Your current system is nicely balanced an upgrading would be a waste of money. Personally, I think it's a great computer.
Anyway, you should be building a whole new system. Based on your attitude I'm going to say build around X58
it's not hard after that. example:
1) X58 Mobo
http://www.ncix.com/products/index.php?sku=34542&vpn=GA-EX58-EXTREME&manufacture=Gigabyte
2) Core i7 920
3) 6GB DDR3 kit (3x2GB) i saw Corsair at Newegg for $82 after rebate
http://www.newegg.com/Product/Product.aspx?Item=N82E16820145236
4) graphics: (2x NVidia GTX 275 896MB)
5) case (Antec 300?)
6) Heatsink Fan combo for CPU
7) 2x 120mm case fans
8) Seagate 7200.12 500GB or the WD Black 640GB if the extra noise isn't an issue maybe 2 drives in RAID 0 (Windows drive)
9) WD Green 1TB (backup, downloads, media etc)
10) PC Power and Cooling 750W
This is expensive. As I said, I think your current system is nice.
Why don't you hold off another year and build a system which includes these specs:
- DirectX 11 Graphics card
- SATA 3.0 (600MB/sec throughput, SSD is going to kick SATA's ass soon)
- Windows 7
- 32nm CPU, possibly 6-core 4GHz
- Larrabee?
- better support of HDMI audio
Noise and Power wishes:
- we will see overall noise and power optimizations but most importantly we hopefully see something like "HybridPower" come back so the graphics card can turn off completely and use an efficient on-board graphics chip.
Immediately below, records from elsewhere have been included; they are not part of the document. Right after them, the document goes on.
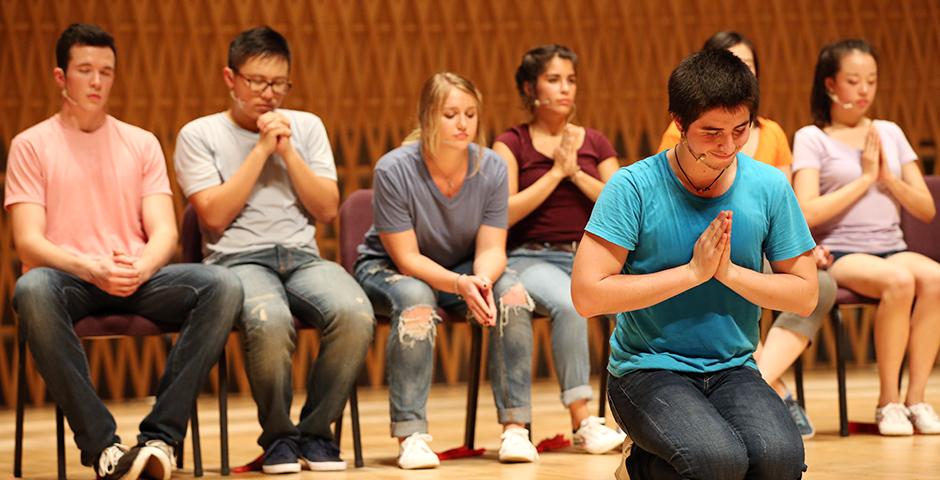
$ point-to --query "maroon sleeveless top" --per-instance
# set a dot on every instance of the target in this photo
(563, 215)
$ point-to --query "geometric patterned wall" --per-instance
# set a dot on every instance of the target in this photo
(359, 64)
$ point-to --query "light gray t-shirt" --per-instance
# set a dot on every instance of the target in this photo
(209, 150)
(406, 198)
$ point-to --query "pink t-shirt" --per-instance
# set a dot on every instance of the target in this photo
(92, 184)
(872, 223)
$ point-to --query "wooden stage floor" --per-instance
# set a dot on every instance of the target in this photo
(829, 456)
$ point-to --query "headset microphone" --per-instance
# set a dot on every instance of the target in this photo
(835, 100)
(65, 95)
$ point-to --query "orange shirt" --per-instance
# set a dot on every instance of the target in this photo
(772, 146)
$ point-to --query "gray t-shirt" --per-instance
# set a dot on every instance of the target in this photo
(211, 149)
(406, 199)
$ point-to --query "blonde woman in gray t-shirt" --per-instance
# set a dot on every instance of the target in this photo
(439, 240)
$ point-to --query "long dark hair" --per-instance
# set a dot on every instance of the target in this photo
(727, 39)
(827, 66)
(533, 64)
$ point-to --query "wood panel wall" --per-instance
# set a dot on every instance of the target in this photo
(358, 64)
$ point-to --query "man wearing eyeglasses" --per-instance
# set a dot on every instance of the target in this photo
(258, 177)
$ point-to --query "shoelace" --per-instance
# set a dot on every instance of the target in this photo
(109, 458)
(894, 412)
(594, 425)
(164, 447)
(413, 440)
(516, 434)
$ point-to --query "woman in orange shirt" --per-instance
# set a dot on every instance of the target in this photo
(790, 333)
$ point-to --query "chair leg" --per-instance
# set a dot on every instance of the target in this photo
(798, 379)
(338, 427)
(197, 444)
(357, 433)
(473, 389)
(20, 404)
(223, 412)
(840, 370)
(602, 390)
(60, 441)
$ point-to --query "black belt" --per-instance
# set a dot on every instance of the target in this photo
(570, 247)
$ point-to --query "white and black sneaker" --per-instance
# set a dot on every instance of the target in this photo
(117, 462)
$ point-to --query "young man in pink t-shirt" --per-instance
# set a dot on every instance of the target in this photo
(94, 226)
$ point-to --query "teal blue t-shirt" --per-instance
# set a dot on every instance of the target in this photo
(645, 210)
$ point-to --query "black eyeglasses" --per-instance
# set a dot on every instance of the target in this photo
(280, 86)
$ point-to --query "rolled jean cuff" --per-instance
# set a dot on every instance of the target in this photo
(406, 428)
(521, 415)
(582, 392)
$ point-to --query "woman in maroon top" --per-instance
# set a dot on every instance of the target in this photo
(556, 171)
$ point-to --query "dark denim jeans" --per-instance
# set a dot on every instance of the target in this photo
(281, 283)
(724, 425)
(410, 357)
(202, 300)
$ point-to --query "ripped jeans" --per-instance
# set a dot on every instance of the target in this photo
(410, 350)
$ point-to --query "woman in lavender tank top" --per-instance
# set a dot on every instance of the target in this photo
(852, 176)
(556, 171)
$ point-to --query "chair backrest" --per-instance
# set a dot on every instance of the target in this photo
(355, 218)
(191, 237)
(923, 237)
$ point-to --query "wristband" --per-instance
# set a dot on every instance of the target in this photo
(457, 284)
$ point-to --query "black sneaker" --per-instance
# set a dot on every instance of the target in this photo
(320, 454)
(281, 457)
(800, 418)
(117, 462)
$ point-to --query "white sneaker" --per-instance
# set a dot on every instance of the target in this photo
(892, 420)
(621, 473)
(595, 437)
(108, 460)
(516, 447)
(414, 453)
(161, 461)
(924, 418)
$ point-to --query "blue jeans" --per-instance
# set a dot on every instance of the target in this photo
(202, 300)
(410, 351)
(546, 275)
(281, 283)
(724, 425)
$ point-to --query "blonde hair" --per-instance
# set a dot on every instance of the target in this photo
(433, 94)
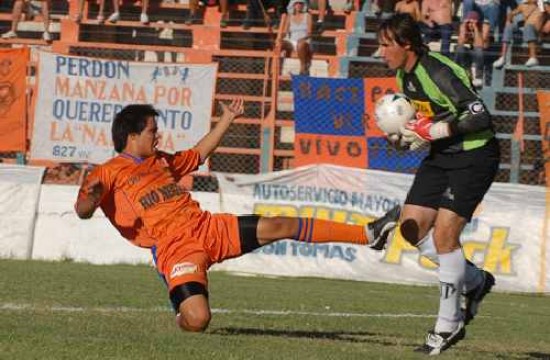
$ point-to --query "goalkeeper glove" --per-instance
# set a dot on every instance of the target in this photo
(420, 131)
I'd love to see that applied to the CPU as well. imagine adding a simple connection (like the new ATI XGP) that allows a CPU/GPU external brick to be plugged in?
With the new "ION" nettops coming and the low-end Mac Mini being able to idle at 13W I am expecting an increase in the drive for a PC gaming system that can idle cool and silently.
I think we'll see a huge change from now to a year from now in the gaming PC.
I do think NVidia's 3D solution will catch on eventually. It currently requires the computer to run twice as hard; the monitor must be driven to 120Hz for you to see games at 60FPS through the goggles which filter one eye each frame. However, this issue will be easily solved by a "frame doubler" chip prior to the output which would consume very little power.